Russia’s brutal invasion of Ukraine in February 2022 created a humanitarian
crisis and a need for immediate response from the EU. It is estimated that over
six million Ukrainian refugees are now spread across the continent, with most
concentrated in central Europe. Eurofound’s research presented data and
recommended policy action to support displaced Ukrainians in their plight and to
help thousands make their way into the labor market and gainful employment.
These are by no means the only large-scale changes occurring in the labor
market. New technologies have shown their potential to both drive efficiency and
economic growth and facilitate excessive employee monitoring, curtailing
autonomy. The bite of demographic change and an aging workforce will be
increasingly felt in the coming decades, while climate change is now a direct
challenge to job quality and well-being.
Eurofound is helping Europe prepare for these new challenges. Recent research
has not only emphasized the potential of new technologies, but also made
recommendations for improving human–robot interaction. Research on the green
transition highlights approaches that maximize employment gains, protect working
conditions and ensure a just transition. The agency has also identified key
strategies to tackle labor shortages and deal with the immediate impacts of
demographic change, including developing workers’ skills, reducing economic
inactivity and attracting labor to the affected sectors.
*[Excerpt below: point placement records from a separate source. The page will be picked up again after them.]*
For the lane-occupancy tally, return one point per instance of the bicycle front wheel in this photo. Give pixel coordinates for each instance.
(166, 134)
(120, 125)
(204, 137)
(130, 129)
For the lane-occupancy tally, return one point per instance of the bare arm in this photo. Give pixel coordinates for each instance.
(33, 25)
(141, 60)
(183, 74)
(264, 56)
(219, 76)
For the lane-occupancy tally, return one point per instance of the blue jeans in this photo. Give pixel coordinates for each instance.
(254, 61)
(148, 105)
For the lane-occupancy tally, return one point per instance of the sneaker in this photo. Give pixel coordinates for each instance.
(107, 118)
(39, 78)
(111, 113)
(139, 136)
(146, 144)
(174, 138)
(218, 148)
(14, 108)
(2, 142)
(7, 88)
> The overall impact of Eurofound’s work is seen in thousands of scientific
> citations, hundreds of media mentions and dozens of key EU policy references
> on a yearly basis.
The overall impact of Eurofound’s work is seen in thousands of scientific
citations, hundreds of media mentions and dozens of key EU policy references on
a yearly basis. Eurofound’s work supports impactful and positive policy
development across Europe, from the EU Directive on adequate minimum wages to
the reinforced Youth Guarantee.
Vision for the future
Just as European leaders in the 1970s recognized the need for cool heads and a
scientific approach to social and employment policy in the tumultuous era in
which they lived, current policymakers understand that science, data and expert
analysis must be the basis of the responses to the challenges of the modern era.
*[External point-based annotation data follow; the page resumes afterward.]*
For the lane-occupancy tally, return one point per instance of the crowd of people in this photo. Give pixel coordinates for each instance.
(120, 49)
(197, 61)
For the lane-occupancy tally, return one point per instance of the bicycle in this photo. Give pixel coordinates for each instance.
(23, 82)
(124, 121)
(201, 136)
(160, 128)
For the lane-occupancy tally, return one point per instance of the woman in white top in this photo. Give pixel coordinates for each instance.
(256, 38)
We prioritize evidence-based research, innovative communication strategies and
bringing stakeholders together through major events such as our forthcoming
flagship Foundation Forum 2025, not only to help Europe adapt to the winds of
change, but also to set out a vision of economic progress and social cohesion.
Eurofound’s mission is Europe’s mission: putting people first and building a
strong social market economy. I encourage you to join our celebrations this year
as we mark 50 years supporting better policies for a strong social Europe.